Maia Active founder Lisa Ou remembers a time in China, just five years ago, when exercising was an all-out event. Getting a workout meant buying all the right gear, piling into a Jeep and driving to the side of a mountain and doing a day-long hike. It also meant big-name, all-encompassing sports brands, like Nike and Adidas, were front and center for consumers.
China’s health and wellness boom has driven sportswear growth to a point where it threatens to overtake luxury goods by 2020, according to a Euromonitor International report. In many cases luxury brands like Chanel and BMW are even beginning to embrace it. In response, the activewear market is rapidly starting to diversify, making room for smaller brands hoping to capture an increasingly discerning group of Chinese consumers. For these activewear shoppers, working out is less of an event and more of a lifestyle.
Ou knew this when starting her brand last year. With a fashion background—she graduated from Parsons School of Design and did a stint with J. Crew—she noticed a major gap in the market when she came to China. Simply put, she couldn’t find gym clothes she liked.
She noticed many of the international brands’ clothing weren’t well-suited to Chinese body types or to the climate. So she set off to create a higher-end, functional, stylish brand that would appeal specifically to Chinese consumers, with quality fabrics and a price tag that would be competitive with some of the leading international fitness apparel brands on the scene.
“Everybody can see that this market is going to be one of the biggest, and people want to have options,” Ou said. “The market is shifting in that consumers really want to express themselves and not have the same item as everyone else.”

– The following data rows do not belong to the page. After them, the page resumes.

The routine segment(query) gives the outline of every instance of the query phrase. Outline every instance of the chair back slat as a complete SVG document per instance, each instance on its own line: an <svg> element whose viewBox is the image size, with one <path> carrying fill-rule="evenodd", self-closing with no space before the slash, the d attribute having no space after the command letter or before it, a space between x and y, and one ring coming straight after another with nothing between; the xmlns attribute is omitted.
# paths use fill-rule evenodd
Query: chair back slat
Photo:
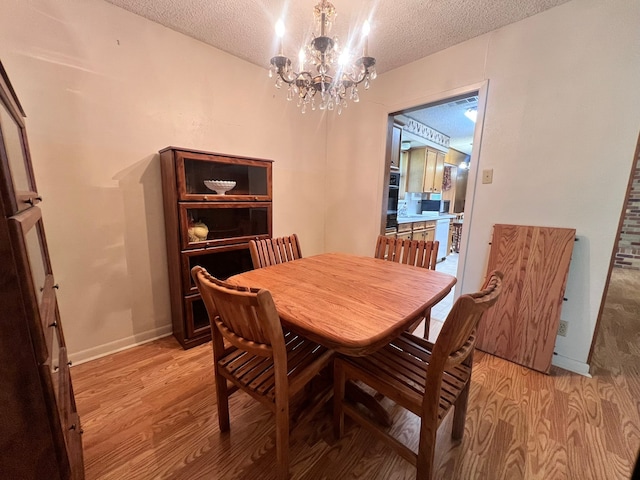
<svg viewBox="0 0 640 480"><path fill-rule="evenodd" d="M302 258L300 242L294 233L288 237L250 240L249 251L253 268L263 268Z"/></svg>
<svg viewBox="0 0 640 480"><path fill-rule="evenodd" d="M435 270L439 246L437 240L407 240L379 235L374 257Z"/></svg>
<svg viewBox="0 0 640 480"><path fill-rule="evenodd" d="M478 292L461 295L440 330L433 348L433 363L443 368L464 361L473 351L476 328L484 312L496 303L502 291L502 272L489 274Z"/></svg>
<svg viewBox="0 0 640 480"><path fill-rule="evenodd" d="M222 282L199 266L191 272L209 317L224 338L254 355L273 356L274 348L284 349L280 318L267 290Z"/></svg>

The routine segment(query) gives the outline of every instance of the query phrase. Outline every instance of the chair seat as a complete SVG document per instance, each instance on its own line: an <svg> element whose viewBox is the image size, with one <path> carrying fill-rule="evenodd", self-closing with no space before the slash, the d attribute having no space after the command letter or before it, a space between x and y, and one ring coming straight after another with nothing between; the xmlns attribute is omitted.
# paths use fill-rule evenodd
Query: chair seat
<svg viewBox="0 0 640 480"><path fill-rule="evenodd" d="M284 332L287 350L287 372L289 392L294 395L305 382L296 379L307 367L326 356L329 350L317 343L289 331ZM218 361L220 373L234 382L240 382L247 390L264 397L269 403L275 401L275 375L273 359L253 355L236 347L230 347L227 354Z"/></svg>
<svg viewBox="0 0 640 480"><path fill-rule="evenodd" d="M433 344L403 333L390 344L366 357L341 357L345 371L358 369L356 378L375 388L395 403L420 416L425 394L427 368ZM348 376L348 375L347 375ZM471 368L460 364L445 370L438 423L446 416L471 378Z"/></svg>

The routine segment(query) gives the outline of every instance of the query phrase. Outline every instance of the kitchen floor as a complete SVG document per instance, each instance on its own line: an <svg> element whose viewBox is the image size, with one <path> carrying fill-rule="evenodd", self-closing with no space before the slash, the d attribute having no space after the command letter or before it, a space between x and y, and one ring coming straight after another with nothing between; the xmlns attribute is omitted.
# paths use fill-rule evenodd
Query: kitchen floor
<svg viewBox="0 0 640 480"><path fill-rule="evenodd" d="M456 276L458 272L458 254L452 253L447 256L447 259L438 263L436 265L436 270L438 272L448 273L449 275ZM435 307L431 309L431 325L429 328L429 340L435 342L436 338L438 338L438 334L440 333L440 329L442 328L442 324L444 323L447 315L451 311L451 307L453 307L453 293L455 287L449 295L444 297L441 302L439 302ZM424 332L424 323L419 325L415 335L422 336Z"/></svg>

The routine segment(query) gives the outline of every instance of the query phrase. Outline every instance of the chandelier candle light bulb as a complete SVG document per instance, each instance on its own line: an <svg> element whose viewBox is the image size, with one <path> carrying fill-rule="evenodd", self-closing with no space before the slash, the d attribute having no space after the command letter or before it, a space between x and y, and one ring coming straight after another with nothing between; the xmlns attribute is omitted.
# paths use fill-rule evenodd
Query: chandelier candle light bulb
<svg viewBox="0 0 640 480"><path fill-rule="evenodd" d="M280 51L271 59L269 77L276 76L276 88L284 83L288 85L287 100L297 96L302 113L305 113L307 105L315 110L318 100L320 110L335 108L339 115L347 107L347 97L358 102L358 85L363 83L366 90L370 81L376 78L376 60L369 56L369 22L366 21L362 27L362 57L352 61L350 52L339 48L338 38L328 36L335 16L335 7L327 0L321 0L314 7L319 35L312 35L306 52L305 48L300 50L298 72L293 70L291 60L284 55L284 23L282 20L276 23ZM307 65L308 70L305 70Z"/></svg>
<svg viewBox="0 0 640 480"><path fill-rule="evenodd" d="M369 56L369 31L371 31L369 20L365 20L364 25L362 26L362 36L364 37L364 48L362 49L363 57Z"/></svg>
<svg viewBox="0 0 640 480"><path fill-rule="evenodd" d="M284 37L284 22L282 20L278 20L276 22L276 35L278 36L280 43L280 53L278 55L284 55L284 48L282 47L282 39Z"/></svg>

The proof so far, is in the sales. Since launching Maia Active in June 2016, Ou says Maia Active sales have grown five times from February to July, and she expects growth to continue at this rate. Most of her sales are currently through online channels, including Tmall. But, being a premium brand, she also does pop-up shops at luxury hotels and sells at boutique gyms. One such gym is Space Cycle, sandwiched between shops like Christian Louboutin and Kenzo in Beijing’s upscale shopping center Swire Taikoo Li.
Space Cycle, which is less a gym than it is a platform for fashion and fitness experiences, is one of those examples in China where luxury and fitness markets seem to collide. The gym claims to boast a membership portfolio that includes famous Chinese fashion KOLs and CEOs of big-name brands, who enjoy events and collaborations at the gym with brands like Mercedes-Benz and Armani. It’s here that Chinese activewear brands like Maia Active and Particle Fever are finding a market, and Ou said she believes it has a lot to do with how the definition of luxury is changing for China’s rising middle class.

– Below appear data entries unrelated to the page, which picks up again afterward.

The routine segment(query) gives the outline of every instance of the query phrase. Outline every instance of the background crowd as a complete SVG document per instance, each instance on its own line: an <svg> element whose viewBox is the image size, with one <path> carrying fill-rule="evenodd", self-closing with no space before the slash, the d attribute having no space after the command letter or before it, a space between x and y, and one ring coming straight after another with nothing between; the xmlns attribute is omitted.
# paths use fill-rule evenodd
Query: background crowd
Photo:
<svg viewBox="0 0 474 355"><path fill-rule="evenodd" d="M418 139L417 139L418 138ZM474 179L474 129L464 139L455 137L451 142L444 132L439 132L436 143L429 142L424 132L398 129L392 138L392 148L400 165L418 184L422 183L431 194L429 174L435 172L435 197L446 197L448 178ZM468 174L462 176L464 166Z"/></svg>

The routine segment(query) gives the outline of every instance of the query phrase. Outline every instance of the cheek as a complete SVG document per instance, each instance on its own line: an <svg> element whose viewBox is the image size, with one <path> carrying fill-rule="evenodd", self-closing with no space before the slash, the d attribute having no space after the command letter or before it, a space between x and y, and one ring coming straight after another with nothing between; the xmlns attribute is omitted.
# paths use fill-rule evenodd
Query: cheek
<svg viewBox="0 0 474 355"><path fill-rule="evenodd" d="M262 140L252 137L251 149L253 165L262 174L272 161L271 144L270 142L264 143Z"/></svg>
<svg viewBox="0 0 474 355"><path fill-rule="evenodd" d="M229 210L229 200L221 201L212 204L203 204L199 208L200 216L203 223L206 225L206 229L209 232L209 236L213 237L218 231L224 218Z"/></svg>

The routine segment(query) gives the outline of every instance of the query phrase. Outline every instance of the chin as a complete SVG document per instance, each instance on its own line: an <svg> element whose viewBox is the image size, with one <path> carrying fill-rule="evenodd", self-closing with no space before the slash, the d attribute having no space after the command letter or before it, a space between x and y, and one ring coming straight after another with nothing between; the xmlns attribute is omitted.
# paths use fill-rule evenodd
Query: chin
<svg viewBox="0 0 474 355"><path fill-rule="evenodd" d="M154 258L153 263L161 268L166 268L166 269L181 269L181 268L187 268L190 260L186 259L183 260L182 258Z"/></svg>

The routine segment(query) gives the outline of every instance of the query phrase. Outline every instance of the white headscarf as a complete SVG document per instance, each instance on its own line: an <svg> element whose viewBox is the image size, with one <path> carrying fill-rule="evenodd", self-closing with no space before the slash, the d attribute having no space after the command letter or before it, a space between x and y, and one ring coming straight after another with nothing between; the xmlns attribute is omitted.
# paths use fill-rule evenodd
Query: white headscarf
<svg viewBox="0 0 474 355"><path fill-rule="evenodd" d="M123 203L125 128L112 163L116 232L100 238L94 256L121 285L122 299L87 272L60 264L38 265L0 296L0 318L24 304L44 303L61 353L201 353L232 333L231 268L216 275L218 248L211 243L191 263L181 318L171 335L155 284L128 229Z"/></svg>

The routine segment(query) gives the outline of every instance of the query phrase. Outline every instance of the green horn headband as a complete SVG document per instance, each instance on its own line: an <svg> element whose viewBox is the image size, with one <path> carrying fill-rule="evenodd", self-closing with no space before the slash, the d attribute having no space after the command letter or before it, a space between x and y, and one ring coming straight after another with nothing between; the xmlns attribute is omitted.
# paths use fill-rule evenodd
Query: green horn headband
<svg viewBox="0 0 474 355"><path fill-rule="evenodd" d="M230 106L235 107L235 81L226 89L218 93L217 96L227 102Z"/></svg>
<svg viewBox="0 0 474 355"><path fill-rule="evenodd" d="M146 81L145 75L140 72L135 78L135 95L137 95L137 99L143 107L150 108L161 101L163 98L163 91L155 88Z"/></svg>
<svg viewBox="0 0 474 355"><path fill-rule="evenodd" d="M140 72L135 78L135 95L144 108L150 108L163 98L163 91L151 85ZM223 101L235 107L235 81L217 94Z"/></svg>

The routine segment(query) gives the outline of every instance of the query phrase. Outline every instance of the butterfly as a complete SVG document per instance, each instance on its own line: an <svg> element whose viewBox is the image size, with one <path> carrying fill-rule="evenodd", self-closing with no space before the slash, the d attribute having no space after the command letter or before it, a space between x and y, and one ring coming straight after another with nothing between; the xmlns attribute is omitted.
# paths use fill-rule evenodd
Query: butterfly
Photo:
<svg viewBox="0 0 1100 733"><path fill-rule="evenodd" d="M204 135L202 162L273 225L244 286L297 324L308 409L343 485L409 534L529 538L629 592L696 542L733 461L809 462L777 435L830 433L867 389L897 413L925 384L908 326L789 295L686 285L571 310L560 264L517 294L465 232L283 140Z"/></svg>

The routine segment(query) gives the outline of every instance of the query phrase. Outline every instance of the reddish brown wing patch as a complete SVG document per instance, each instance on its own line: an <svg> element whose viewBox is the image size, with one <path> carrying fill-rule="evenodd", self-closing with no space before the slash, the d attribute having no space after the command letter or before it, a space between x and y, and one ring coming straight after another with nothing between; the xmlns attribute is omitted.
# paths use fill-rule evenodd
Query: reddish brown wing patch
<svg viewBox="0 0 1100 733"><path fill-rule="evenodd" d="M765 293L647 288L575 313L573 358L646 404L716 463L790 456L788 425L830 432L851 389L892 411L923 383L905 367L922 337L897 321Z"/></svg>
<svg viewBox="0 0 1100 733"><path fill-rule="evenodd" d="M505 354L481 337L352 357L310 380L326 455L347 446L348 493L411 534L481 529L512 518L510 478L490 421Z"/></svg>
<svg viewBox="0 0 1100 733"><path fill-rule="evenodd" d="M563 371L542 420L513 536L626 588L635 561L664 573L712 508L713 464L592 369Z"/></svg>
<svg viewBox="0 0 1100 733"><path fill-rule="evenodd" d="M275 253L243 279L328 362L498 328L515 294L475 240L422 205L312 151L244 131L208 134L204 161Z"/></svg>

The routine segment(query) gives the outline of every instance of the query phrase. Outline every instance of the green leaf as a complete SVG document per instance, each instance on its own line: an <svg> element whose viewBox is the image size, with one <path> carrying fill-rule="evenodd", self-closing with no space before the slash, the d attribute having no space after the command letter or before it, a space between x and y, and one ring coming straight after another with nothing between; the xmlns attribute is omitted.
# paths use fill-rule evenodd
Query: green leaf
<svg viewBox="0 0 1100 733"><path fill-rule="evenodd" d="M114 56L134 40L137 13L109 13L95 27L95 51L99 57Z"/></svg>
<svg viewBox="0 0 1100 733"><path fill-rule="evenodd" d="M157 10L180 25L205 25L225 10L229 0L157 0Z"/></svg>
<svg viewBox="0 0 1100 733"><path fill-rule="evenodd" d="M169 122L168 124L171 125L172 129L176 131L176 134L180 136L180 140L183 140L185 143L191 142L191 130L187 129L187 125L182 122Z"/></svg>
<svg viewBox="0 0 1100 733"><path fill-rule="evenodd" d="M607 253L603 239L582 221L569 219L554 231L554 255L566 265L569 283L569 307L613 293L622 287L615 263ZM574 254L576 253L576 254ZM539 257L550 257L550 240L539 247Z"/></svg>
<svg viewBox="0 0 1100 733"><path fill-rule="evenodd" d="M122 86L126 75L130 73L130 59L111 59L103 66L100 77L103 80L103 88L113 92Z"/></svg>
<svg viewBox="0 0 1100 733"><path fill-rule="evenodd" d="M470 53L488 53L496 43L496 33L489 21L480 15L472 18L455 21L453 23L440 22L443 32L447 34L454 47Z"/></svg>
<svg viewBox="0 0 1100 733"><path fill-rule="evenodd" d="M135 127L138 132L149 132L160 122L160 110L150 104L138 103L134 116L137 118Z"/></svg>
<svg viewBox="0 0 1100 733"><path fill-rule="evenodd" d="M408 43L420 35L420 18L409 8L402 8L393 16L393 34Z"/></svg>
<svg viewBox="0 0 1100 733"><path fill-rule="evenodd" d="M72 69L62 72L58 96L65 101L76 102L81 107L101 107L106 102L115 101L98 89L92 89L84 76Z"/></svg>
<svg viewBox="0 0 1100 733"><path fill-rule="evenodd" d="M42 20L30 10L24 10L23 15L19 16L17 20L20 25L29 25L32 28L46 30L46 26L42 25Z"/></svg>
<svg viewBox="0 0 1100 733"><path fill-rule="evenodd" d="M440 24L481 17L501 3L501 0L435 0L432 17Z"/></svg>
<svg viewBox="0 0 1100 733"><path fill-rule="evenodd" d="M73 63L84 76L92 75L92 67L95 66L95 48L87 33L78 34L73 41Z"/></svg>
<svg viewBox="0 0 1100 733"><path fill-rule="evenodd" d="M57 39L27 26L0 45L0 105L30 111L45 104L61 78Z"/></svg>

“In the past you see people who want to buy luxury goods because they want to be seen carrying something that represents them, and they need the item to prove their status,” she said. “The shift of mentality that I personally see is people are more willing to invest in themselves, such as by traveling, going to cooking classes, or exercising. It’s not about a bag you wear everyday to show that you have money, but more about mental enrichment.”
China’s leading luxury department store Lane Crawford is also recognizing this shift in attitude and how it plays into fashion. Lane Crawford has a whole roster of international boutique sportswear brands and collections in its stores, ranging from Perfect Moment and Live the Process to NikeLab and Stella McCartney.

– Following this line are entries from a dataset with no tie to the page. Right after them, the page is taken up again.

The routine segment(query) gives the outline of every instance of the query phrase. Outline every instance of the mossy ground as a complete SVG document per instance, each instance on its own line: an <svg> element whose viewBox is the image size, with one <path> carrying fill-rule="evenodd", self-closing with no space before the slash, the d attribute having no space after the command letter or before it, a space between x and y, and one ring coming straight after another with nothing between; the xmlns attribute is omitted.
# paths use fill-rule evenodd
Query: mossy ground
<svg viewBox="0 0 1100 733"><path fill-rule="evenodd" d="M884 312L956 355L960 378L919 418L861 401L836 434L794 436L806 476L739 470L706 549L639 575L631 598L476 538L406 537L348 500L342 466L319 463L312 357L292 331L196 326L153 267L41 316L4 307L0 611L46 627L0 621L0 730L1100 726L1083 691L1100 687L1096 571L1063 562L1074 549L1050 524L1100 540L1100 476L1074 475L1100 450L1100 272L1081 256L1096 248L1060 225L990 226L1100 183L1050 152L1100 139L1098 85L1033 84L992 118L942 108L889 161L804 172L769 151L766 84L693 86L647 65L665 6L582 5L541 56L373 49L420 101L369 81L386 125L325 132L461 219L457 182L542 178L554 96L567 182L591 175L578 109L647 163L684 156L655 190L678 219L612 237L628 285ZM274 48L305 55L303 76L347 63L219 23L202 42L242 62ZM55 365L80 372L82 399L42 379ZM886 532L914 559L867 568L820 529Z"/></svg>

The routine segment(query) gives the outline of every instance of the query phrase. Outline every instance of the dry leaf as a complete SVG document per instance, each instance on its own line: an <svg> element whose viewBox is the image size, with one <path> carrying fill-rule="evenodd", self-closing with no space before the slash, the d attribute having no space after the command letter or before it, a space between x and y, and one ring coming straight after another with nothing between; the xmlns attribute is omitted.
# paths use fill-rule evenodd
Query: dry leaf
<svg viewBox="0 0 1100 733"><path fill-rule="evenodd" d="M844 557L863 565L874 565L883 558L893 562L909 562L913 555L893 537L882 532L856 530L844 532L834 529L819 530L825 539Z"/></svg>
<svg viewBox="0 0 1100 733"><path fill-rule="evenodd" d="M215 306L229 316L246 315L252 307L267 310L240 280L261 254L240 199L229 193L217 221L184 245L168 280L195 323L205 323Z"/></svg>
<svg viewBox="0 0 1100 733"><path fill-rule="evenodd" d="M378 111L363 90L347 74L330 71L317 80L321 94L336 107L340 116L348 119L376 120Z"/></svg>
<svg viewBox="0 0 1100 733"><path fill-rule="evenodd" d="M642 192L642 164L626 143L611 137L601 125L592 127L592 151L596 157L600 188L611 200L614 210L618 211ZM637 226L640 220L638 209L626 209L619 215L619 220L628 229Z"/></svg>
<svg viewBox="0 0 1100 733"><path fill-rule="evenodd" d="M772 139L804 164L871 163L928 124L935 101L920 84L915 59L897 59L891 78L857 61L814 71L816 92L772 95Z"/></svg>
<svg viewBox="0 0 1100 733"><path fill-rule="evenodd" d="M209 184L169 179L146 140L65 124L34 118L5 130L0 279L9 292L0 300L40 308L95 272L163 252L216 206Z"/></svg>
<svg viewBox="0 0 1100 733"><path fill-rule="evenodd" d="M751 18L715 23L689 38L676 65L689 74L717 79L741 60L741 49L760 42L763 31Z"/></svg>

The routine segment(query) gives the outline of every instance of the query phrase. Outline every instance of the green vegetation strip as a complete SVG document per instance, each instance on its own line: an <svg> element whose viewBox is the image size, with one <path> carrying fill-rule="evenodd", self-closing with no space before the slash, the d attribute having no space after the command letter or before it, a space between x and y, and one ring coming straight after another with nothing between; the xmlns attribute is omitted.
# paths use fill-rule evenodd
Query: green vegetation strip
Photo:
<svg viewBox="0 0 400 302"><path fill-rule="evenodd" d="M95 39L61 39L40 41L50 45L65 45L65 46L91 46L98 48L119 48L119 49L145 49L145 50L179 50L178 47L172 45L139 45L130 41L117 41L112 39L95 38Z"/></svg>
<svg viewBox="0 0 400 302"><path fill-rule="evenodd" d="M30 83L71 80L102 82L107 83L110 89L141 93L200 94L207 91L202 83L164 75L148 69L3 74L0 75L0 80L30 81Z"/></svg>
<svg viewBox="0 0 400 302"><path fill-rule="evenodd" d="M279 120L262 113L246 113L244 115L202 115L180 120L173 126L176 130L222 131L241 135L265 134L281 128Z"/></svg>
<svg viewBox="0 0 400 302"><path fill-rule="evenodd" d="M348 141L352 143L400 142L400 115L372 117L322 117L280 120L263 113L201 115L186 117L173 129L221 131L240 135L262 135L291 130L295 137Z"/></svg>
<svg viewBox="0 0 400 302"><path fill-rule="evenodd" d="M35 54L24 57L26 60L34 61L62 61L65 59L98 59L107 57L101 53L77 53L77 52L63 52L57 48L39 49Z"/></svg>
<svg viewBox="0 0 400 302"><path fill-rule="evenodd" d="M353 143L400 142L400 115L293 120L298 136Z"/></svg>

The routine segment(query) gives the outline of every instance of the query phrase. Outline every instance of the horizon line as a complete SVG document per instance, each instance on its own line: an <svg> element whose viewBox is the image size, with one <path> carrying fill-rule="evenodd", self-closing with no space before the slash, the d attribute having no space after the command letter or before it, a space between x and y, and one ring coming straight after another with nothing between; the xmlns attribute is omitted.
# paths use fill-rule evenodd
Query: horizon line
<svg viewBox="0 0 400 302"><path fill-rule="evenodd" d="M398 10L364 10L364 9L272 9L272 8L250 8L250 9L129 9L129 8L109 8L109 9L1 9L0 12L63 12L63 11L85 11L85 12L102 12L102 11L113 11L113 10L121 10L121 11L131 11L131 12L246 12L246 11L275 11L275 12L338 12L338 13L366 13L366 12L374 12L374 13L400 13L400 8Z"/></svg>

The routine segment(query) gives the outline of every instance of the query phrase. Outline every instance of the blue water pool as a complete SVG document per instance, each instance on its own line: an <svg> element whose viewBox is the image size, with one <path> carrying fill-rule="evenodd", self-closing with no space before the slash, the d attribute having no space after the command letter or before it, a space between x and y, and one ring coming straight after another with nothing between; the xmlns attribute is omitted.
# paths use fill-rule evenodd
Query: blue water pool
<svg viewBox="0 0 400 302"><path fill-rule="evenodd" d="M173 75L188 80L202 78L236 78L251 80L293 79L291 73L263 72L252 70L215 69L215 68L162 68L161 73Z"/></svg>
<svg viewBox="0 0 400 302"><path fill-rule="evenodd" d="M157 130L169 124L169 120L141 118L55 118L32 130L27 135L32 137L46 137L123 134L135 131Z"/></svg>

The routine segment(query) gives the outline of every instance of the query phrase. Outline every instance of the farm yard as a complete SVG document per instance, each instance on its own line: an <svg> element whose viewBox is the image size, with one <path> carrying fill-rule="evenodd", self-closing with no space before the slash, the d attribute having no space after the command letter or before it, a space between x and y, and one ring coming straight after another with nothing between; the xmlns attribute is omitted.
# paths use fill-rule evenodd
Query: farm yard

But in a sign that things are diversifying even further, this month Lane Crawford hosted its first fitness apparel pop-up featuring local designers. After receiving positive feedback from its Fitness Room pop-up last year, it launched Fitness x Fashion, featuring collections Chinese designers Helen Lee and Particle Fever, which was a winner in Lane Crawford’s Creative Call Out last year. The designers worked with Woolmark to launch two trendy, sustainable, and stylish capsule collections featuring Merino wool. Chinese supermodel and fitness enthusiast He Sui was the feature KOL for the collections.
Lane Crawford is well-known for its support of local designers, but its China VP Irene Lau said its decision to feature ones that focus on activewear was a move that reflected the shift in health and wellness as a lifestyle choice. Lau said it’s social media that largely drives these trends as young consumers are increasingly exposed to fitness and lifestyle icons both local and international.
“[These consumers] are looking for brands that successfully mix the sense of fashion with fitness,” she said. “The pieces that can easily work with their wardrobes are preferred.”
Particle Fever, one of Lane Crawford’s featured brands whose co-founder worked with Lady Gaga on her album ARTPOP, is finding a huge fanbase on social media for its eccentric, artsy, and fashionable spin on technical sportswear. Their collections are primarily unisex and offer the wearer multiple styles and ways of wearing one garment. Co-founder Da Jiusuo says she is confident that as Chinese gym-goers become more educated on the possibilities for quality fabrics and style, they are increasingly ready for something a little more unconventional.
“Chinese consumers are very smart and international right now, and sometimes, they are under-estimated,” she said. “We have launched so many very edgy pieces at the very forefront of sportswear design, and they are all being well-accepted.”